Diamond tours with an impressive band of 11 musicians, plus back up singing sisters Julia and Maxine Waters. If you haven't been with him for 40 plus years, you're a short-timer. The ensemble got its own extended show case in "Jazz Time." Each member also received a fond introduction, and solo spotlight, with the trumpeter rousing the crowd with the "Gonna Fly Now," theme from Rocky. That Neil Diamond: He's a mensch.

With the band on a four-tiered riser, casino-showroom style, Diamond worked the front of the stage, moving more carefully than on previous tours. His voice is in excellent shape, and rarely faltered. For most of the show, he just handled the mic, though he strummed an acoustic guitar down the stretch on songs such as "Crunchy Granola Suite" and "Holly Holy," culled from his 1972 live album Hot August Night.

During "Red, Red Wine," he sat cross-legged while making nice with ardent admirers at the lip of the stage, then joked "I don't know if I can get up." "Dry Your Eyes," performed by Diamond with the Band during The Last Waltz, was done here  as a tribute to terror victims in Manchester and London, and nicely turned. The show's high point was "Brooklyn Roads," a tenderly rendered nostalgic reverie, complete with Diamond family home movies.

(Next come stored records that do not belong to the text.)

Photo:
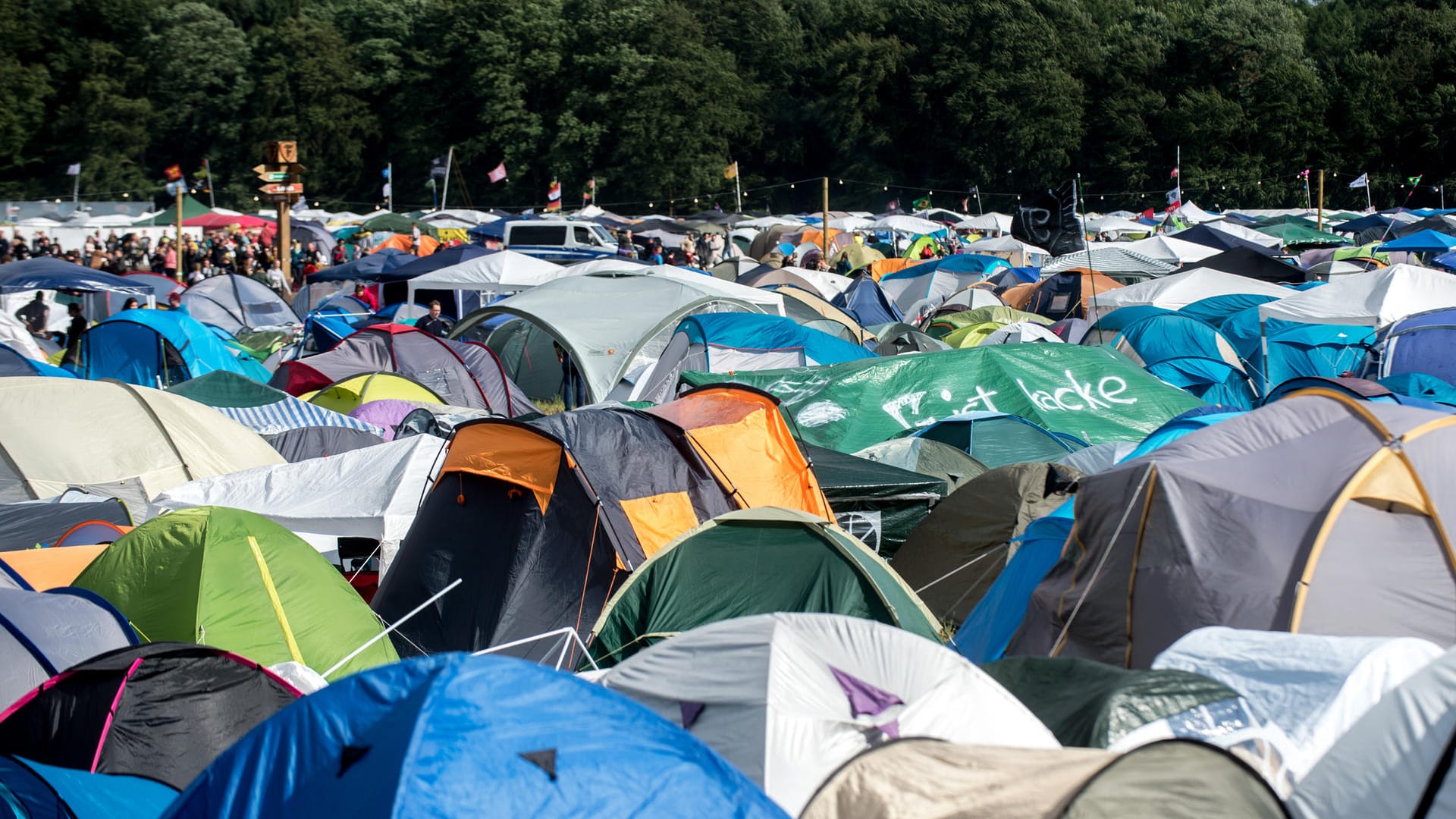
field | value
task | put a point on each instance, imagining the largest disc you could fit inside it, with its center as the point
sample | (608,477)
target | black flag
(1049,221)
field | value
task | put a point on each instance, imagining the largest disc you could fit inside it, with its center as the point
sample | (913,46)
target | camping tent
(789,697)
(455,736)
(941,780)
(1354,547)
(369,493)
(159,349)
(459,373)
(49,632)
(57,433)
(746,563)
(162,711)
(239,582)
(957,553)
(1088,392)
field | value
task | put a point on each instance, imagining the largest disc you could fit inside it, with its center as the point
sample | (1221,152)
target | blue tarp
(128,347)
(762,333)
(453,735)
(867,303)
(49,273)
(46,790)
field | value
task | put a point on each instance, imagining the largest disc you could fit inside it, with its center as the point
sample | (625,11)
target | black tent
(1242,261)
(874,502)
(161,710)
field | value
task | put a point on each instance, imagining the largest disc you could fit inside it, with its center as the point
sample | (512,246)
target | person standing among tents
(433,324)
(73,335)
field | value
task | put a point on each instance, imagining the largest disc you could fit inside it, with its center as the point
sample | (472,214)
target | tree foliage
(653,98)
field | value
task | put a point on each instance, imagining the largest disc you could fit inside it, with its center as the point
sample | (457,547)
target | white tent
(1172,249)
(1181,289)
(791,697)
(127,441)
(503,271)
(902,223)
(996,222)
(1373,299)
(364,493)
(1395,760)
(1312,687)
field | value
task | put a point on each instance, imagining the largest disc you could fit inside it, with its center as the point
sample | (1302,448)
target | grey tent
(878,503)
(1219,528)
(927,779)
(956,556)
(237,303)
(928,458)
(49,632)
(462,373)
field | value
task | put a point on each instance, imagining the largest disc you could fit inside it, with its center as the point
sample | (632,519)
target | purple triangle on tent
(864,698)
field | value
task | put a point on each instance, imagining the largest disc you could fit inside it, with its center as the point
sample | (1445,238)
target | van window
(539,235)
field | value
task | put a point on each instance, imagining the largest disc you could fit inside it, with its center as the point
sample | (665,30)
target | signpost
(284,187)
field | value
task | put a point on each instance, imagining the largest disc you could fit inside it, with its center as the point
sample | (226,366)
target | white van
(563,242)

Two hours and fifteen minutes in, the show closed with "America," delivering a message of inclusion with the patriotic song from 1980s The Jazz Singer soundtrack also prominently featured in Cheech Marin's 1987 comedy Born In East L.A. Diamond dedicated it to members of the military and his grandparents, lured to the U.S. by the promise of "freedom of speech and freedom of religion." The stage turned red, white, and blue as the screens showed generations of immigrants arriving in pursuit of the American dream, as embodied by the star of your show, Mr. Neil Diamond.